2026 est une date importante pour la Cinquième Symphonie de Chostakovitch puisqu’elle marque à la fois le cent vingtième anniversaire de la naissance du compositeur et le quatre‑vingtième anniversaire de l’entrée de l’œuvre au répertoire du Philharmonique de Berlin, qui l’interpréta pour la première fois le 6 juillet 1946 sous la direction d’un jeune chef roumain prometteur, Sergiu Celibidache (et ce moins de dix ans après sa création, le 21 novembre 1937, par le Philharmonique de Léningrad sous la direction d’Evgueni Mravinski). Si plusieurs symphonies de Chostakovitch sont marquées par le sceau du tragique et du désespoir (que l’on songe à la Onzième Symphonie « L’Année 1905 » ou à la Treizième « Babi Yar »), la Cinquième l’est d’autant plus qu’elle touche personnellement le compositeur qui avait été plus que mis à l’index après la création de Lady Macbeth de Mzensk, opéra qui s’était attiré les foudres de la Pravda et de Staline lui‑même contre ses outrances et ses audaces formelles. Avec la Cinquième Symphonie, Chostakovitch revient à une forme plus classique de la symphonie, rompant avec les extravagances de la Quatrième, l’œuvre étant triomphalement accueillie lors de sa création.


Semyon Bychkov est un interprète éminent de Chostakovitch comme on a pu le souligner dans ces colonnes à l’occasion d’interprétations de la Quatrième, de la Septième ou, déjà, de la Cinquième. En outre, depuis mars 1983 qu’il fréquente le Philharmonique de Berlin, il l’a plus d’une fois emmené dans la découverte des symphonies du compositeur russe, l’ayant dirigé dans la Treizième pour leur première rencontre ; notons enfin que le tout premier disque enregistré par Bychkov pour Philips en mai 1986 fut cette Cinquième Symphonie, qui plus est à la tête des Berliner Philharmoniker.

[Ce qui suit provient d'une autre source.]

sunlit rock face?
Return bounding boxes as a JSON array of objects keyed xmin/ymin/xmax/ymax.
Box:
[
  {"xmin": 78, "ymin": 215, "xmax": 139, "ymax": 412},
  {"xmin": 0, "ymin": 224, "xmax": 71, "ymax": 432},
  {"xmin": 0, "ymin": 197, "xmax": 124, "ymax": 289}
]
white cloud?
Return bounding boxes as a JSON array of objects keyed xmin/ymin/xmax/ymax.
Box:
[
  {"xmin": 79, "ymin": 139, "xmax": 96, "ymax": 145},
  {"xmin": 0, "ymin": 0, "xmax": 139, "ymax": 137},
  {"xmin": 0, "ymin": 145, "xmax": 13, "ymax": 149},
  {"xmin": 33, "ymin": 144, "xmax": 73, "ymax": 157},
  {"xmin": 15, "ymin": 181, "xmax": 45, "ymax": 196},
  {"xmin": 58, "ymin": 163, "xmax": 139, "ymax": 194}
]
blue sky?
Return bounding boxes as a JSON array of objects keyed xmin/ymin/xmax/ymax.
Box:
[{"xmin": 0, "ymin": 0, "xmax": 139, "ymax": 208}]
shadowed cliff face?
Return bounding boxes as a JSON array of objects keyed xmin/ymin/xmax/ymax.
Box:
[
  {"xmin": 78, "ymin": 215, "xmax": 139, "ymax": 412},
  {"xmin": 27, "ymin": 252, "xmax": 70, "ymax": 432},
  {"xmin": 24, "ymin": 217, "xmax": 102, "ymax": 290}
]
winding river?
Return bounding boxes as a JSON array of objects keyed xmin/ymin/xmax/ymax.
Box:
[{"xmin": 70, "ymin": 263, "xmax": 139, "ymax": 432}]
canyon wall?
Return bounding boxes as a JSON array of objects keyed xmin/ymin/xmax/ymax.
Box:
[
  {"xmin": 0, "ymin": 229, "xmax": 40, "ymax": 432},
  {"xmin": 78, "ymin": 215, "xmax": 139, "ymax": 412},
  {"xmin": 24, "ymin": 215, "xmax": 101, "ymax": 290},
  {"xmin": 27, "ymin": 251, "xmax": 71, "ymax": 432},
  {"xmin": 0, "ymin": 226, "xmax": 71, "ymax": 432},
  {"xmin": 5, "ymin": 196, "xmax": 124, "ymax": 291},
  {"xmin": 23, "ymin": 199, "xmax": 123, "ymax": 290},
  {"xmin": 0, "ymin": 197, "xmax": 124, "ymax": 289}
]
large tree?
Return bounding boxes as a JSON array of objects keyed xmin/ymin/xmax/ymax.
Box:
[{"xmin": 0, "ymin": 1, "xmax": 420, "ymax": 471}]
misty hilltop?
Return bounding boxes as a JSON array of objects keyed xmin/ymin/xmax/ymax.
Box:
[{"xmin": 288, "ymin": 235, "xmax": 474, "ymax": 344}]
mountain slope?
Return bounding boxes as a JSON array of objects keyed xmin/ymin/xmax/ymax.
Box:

Peut‑être est‑ce pour toutes ces raisons que l’interprétation de ce soir fut véritablement à marquer d’une pierre blanche. Dès les premiers accents du Moderato, Semyon Bychkov met en avant les accents tragiques de l’œuvre, imposant une constante tension sous‑jacente même dans les passages plus apaisés. On passe du climat le plus inquiétant (le passage où le piano joue avec les pizzicati de violoncelles et de contrebasses et les quatre cors) au grotesque dans une marche où, au son des timbales et de la caisse claire, brillent tous les solistes de l’orchestre (la formidable clarinette solo tenue ce soir par le jeune Lyuta Kobayashi, actuel soliste de la Deutsche Radiophilharmonie Saarbrücken, la flûte et le piccolo notamment). Très économe dans ses gestes, sachant relancer la machine juste lorsque cela s’avère nécessaire, Bychkov tend l’arc au maximum, maintenant la tension d’un bout à l’autre, avec des couleurs que l’on pourrait peut‑être qualifier de trop propres (y manque la verdeur de certains orchestres notamment russes) mais qui sont véritablement enivrantes.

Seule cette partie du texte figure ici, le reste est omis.